Miyazaki qui se met au biopic, voilà qui pourrait surprendre, voire même inquiéter quand on sait que le genre est des plus casse-gueule ; avec une action qui se dilue à la fois temporellement et spatialement, l'accident rythmique est en effet bien vite arrivé... Et de fait, le rythme, Le vent se lève en fait un peu ce qu'il veut, mais avec une maîtrise et un savoir-faire qui frisent l'insolence. Si les événements s'enchaînent la plupart du temps à une allure des plus soutenues, avec cet allant caractéristique du cinéma miyazakien - si j'ose dire - le chef d'orchestre ne se prive jamais de prendre son temps là où il l'estime nécessaire. Construits comme de brefs moments d’accalmie entre deux bourrasques, ou de courtes respirations entre deux vocalises, ces instants, de par leur rareté aussi bien que leur contingence, palpitent d'une harmonie et d'une délicatesse extraordinairement pénétrantes. Ne cédant que modérément aux sirènes du spectaculaire, le film adopte d'ailleurs ce point de vue résolument intimiste en toute circonstance, même lorsqu'il s'agit d'aborder les faits historiques les plus célèbres. Son traitement du grand tremblement de terre de Tokyo en 1923 est ainsi tout à fait admirable. Épargnée par la musique, la scène baigne dans un silence contre-nature, comme si le choc et la peur avait cloué des dizaines de milliers de becs. Au milieu de la poussière en suspension, des bâtiments éventrés et de la foule qui se presse au plus loin des incendies, le cadre ne s'éparpille pas et reste tout près de ses protagonistes, captant au sein du marasme l'image fugace d'une émouvante étreinte.

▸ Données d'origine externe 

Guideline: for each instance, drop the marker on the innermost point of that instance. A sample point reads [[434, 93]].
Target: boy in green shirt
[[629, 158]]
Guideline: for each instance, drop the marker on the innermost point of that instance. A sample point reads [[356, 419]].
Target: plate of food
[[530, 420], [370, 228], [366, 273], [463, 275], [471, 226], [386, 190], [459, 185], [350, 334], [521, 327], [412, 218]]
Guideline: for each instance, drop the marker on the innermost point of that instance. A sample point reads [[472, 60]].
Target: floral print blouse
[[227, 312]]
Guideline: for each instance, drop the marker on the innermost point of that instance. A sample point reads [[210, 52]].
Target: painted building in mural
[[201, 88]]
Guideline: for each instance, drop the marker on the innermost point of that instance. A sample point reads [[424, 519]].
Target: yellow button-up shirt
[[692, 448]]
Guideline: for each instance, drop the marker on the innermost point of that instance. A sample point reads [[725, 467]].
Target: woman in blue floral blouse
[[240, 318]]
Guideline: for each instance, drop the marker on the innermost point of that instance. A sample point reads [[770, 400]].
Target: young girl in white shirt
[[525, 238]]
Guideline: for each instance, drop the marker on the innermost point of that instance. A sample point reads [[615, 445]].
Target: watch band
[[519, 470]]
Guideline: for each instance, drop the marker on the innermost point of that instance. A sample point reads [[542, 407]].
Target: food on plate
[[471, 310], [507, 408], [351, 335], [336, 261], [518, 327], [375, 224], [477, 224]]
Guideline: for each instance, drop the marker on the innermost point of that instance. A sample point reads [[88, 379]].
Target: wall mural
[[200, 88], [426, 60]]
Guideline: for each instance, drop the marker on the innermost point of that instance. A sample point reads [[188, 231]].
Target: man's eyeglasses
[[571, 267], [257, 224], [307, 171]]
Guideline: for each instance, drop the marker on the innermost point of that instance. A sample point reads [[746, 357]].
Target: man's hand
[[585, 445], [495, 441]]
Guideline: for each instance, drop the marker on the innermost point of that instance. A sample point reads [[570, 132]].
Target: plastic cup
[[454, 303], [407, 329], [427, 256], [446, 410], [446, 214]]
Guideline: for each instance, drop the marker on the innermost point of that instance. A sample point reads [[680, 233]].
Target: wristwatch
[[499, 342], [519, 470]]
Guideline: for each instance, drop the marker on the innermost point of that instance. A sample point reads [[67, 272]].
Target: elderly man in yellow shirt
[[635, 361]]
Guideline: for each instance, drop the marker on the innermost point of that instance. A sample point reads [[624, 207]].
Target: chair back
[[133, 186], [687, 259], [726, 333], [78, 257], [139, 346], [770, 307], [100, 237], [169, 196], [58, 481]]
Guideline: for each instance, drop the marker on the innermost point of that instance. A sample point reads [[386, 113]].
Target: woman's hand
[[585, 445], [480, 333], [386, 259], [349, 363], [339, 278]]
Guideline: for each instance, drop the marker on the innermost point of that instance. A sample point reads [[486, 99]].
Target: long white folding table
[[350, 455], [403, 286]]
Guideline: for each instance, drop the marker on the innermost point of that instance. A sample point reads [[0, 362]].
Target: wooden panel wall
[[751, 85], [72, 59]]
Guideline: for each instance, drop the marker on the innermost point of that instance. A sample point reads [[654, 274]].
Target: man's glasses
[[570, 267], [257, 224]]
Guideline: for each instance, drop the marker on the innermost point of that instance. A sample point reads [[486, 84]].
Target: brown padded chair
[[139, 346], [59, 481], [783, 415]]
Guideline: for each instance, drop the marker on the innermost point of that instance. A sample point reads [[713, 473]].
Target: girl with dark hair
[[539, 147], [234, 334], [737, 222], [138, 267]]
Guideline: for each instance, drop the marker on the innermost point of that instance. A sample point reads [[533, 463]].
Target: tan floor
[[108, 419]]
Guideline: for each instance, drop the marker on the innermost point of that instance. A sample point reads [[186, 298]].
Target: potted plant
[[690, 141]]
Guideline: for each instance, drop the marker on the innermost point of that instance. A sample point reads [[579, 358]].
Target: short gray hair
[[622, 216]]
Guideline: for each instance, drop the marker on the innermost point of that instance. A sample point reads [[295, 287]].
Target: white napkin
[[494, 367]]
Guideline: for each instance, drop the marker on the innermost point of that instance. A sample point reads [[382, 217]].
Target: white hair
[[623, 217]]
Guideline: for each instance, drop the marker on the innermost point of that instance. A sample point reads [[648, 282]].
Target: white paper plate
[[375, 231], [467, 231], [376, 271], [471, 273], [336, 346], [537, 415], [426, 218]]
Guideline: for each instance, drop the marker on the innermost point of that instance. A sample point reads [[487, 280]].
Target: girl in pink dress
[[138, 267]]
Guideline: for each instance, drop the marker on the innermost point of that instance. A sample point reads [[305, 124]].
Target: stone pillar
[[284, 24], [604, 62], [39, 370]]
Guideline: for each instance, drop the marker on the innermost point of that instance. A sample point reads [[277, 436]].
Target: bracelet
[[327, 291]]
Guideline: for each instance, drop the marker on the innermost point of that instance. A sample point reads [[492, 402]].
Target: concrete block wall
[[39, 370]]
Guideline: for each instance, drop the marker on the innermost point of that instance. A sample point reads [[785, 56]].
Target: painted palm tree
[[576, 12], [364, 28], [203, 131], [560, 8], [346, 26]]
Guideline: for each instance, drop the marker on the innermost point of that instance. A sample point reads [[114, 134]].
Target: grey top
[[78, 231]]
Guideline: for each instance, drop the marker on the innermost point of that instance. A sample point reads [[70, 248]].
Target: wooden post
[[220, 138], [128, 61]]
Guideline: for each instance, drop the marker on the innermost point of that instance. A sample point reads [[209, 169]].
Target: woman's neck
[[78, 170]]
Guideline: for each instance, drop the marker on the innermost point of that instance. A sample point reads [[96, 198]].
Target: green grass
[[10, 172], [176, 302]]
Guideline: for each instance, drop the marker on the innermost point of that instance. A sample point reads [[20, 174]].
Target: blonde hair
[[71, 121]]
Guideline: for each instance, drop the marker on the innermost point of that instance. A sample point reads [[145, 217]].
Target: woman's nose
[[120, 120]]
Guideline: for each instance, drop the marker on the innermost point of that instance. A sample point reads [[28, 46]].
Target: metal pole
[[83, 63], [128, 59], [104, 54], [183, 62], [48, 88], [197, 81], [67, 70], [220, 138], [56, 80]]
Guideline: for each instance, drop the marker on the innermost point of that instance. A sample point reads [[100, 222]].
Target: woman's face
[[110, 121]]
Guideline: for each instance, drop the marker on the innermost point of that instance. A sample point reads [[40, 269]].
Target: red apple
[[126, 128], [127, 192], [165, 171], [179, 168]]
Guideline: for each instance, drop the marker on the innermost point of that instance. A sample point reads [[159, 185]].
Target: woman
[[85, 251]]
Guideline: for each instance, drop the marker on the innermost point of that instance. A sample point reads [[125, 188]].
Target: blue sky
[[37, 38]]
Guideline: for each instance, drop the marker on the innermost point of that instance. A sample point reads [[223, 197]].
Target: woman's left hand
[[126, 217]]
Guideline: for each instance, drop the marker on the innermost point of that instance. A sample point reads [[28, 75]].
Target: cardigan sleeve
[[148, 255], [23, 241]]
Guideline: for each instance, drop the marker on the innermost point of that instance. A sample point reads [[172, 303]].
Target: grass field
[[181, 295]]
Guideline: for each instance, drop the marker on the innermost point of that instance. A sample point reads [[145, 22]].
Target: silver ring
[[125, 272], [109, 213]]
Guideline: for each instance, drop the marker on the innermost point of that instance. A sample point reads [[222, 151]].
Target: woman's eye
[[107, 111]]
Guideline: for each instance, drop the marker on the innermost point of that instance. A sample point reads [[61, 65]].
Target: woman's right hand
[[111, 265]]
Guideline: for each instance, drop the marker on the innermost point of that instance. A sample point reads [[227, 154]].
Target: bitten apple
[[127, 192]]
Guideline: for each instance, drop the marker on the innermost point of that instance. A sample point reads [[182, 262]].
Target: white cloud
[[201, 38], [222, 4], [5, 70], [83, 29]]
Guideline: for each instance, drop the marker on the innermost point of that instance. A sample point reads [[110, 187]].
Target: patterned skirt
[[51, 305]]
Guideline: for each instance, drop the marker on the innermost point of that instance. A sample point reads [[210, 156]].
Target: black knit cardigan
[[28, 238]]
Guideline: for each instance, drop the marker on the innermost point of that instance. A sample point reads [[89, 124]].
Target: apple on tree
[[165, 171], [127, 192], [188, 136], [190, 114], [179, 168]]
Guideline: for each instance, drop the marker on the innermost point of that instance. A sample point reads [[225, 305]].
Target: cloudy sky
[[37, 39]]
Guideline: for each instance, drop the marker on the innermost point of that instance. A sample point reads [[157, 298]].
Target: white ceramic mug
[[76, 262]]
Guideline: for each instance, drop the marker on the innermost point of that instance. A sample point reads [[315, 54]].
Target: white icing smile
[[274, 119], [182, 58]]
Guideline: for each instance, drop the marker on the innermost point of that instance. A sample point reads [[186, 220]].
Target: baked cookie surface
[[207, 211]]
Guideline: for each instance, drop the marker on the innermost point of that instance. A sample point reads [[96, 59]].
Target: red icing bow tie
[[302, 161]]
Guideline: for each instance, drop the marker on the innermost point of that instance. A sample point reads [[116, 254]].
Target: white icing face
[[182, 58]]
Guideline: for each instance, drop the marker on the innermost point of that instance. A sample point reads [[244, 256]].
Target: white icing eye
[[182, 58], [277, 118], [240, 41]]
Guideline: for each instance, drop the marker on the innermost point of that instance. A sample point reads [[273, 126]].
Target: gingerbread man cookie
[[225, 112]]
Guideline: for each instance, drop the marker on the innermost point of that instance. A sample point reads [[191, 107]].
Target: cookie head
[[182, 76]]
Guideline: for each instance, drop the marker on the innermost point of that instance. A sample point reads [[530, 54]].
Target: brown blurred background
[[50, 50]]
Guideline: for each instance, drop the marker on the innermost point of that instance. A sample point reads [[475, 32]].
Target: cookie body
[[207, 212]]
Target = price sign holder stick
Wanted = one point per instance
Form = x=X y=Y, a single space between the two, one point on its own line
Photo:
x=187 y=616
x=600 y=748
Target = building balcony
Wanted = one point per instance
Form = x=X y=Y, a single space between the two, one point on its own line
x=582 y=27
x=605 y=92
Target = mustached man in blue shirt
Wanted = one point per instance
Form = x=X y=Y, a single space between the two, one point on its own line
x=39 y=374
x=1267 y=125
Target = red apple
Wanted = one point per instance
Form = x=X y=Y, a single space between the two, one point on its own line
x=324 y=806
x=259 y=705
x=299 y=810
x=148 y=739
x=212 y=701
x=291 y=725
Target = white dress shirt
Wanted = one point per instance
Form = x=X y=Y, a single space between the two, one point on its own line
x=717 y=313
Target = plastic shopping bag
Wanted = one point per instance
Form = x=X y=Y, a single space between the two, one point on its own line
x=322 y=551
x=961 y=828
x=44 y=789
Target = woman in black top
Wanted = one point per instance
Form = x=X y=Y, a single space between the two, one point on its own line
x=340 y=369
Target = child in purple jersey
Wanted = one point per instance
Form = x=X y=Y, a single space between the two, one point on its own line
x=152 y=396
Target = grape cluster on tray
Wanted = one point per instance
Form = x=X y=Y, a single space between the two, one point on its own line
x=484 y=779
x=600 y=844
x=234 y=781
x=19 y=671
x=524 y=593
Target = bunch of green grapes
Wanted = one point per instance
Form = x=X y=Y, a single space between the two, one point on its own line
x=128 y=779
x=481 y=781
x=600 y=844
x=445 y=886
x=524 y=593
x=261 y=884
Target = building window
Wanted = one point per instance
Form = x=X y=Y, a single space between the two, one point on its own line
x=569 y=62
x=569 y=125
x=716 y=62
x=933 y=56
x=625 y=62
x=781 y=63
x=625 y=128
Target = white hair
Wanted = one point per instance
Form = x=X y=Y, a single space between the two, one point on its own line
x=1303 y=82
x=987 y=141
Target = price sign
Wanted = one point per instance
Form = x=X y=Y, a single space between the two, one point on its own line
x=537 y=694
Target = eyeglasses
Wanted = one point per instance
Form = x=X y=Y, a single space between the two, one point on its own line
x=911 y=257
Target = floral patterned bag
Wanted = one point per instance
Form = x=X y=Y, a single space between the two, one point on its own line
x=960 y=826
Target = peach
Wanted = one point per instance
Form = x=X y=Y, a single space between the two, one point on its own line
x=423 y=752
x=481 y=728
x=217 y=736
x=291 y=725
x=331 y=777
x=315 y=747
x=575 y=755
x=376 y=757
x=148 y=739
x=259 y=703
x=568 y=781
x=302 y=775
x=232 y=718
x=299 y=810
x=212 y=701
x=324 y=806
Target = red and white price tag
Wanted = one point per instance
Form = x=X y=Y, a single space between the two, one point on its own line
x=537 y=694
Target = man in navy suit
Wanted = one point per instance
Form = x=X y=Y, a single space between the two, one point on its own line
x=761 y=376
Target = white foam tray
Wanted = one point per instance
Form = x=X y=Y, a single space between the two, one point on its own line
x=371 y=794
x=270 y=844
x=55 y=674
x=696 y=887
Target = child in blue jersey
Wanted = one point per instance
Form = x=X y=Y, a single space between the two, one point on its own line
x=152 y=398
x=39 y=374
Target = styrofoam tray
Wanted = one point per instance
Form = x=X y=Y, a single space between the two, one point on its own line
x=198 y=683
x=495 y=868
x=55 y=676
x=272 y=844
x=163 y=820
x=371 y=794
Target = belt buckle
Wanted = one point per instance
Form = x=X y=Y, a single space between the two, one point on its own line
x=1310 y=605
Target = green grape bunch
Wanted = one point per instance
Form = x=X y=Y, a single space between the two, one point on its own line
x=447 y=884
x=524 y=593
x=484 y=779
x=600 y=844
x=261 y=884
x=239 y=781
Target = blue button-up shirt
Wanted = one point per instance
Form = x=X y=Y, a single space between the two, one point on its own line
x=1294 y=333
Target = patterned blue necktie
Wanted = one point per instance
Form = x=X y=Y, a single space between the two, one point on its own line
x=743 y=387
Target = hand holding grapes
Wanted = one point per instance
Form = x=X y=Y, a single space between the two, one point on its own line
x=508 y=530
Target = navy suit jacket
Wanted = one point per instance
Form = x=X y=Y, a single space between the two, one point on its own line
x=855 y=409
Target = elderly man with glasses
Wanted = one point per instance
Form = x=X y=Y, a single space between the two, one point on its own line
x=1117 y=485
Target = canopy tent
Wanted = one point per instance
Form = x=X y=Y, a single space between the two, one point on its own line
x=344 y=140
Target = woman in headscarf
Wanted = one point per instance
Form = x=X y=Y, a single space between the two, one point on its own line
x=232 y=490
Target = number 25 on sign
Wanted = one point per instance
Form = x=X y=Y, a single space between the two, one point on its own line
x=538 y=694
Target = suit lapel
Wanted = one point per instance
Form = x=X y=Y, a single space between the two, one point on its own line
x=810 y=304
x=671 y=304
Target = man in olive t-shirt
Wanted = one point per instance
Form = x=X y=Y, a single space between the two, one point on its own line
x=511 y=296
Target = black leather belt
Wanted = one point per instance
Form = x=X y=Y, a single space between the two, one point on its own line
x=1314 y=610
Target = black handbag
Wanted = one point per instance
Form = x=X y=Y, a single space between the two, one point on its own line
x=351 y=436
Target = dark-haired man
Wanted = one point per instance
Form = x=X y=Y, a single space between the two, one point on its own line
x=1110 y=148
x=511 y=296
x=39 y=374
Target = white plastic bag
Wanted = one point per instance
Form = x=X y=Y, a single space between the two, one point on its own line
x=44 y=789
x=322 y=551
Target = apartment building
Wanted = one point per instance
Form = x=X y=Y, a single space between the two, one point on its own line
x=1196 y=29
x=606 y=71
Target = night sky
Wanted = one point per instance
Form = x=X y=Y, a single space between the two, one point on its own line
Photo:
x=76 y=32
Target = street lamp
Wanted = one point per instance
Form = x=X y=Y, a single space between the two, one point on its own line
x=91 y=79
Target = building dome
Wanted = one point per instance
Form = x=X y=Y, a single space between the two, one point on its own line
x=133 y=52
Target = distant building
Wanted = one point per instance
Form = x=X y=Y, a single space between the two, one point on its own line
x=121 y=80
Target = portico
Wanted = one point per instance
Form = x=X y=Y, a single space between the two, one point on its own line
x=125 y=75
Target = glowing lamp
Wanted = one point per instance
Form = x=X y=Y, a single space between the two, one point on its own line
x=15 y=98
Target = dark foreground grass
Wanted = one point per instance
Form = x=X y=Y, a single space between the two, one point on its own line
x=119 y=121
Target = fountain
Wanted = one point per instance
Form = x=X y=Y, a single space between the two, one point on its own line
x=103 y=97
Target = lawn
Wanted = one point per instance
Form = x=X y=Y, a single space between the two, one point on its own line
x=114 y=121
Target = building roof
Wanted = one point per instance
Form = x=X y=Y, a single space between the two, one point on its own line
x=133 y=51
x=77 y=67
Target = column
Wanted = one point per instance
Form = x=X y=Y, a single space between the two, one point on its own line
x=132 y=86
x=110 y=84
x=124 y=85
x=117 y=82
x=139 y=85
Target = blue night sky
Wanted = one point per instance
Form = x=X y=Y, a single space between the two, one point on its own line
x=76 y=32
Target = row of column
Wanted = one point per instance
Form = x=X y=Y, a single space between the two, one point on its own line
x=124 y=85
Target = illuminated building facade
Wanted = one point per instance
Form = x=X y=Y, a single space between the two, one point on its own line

Dans le dernier film du maître, point d'animaux qui parlent, ni d'insectes géants, ni de monstres folkloriques et pourtant, on ne saurait nier que la patte de l'artiste est là et bien là, aussi minutieuse et vibrante de vie que de coutume. Car l'univers de Miyazaki est avant tout marqué par un mouvement perpétuel, foisonnant, omniprésent. Mouvement graphique bien entendu, avec une animation qui confine au pointillisme et des personnages et décors qui ne tiennent pas en place, comme s'ils voulaient sortir du cadre. Mais mouvement scénaristique également, ses récits s'apparentant à une vague inflexible qui jamais ne s'arrête, victime d'une inertie qui la dépasse et qui nous happe et ne nous lâche qu'au moment où elle se brise là où les vents l'ont poussée. Malgré le réalisme du contexte, l'onirisme ne pointe d'ailleurs pas pour autant aux abonnés absents. Il se fait plus discret mais on le retrouve dans les rêves récurrents de Jiro, qui se glissent sans crier gare et en toute harmonie dans le récit. On le devine dans la grande profusion de bruitages faits à la bouche qui contribuent à doter d'une âme ce qui d'ordinaire n'en a point, moteurs d'avions, bombes, séismes et incendies. On l'entrevoit chez une poignée de personnages atypiques, tels ce petit chef atrabilaire à la tignasse bondissante ou bien ce touriste allemand à l'étrange regard. Dans la continuité d'une bonne partie de ses films, on sent la volonté du réalisateur de dresser un pont entre réel et imaginaire. Mais plus mesuré et affranchi de toute fioriture folklorique et mythologique, ce lien paraît d'autant plus authentique, comme pour renvoyer le spectateur à ses propres mystères, ainsi qu'à ceux dont regorge la vie, la vraie.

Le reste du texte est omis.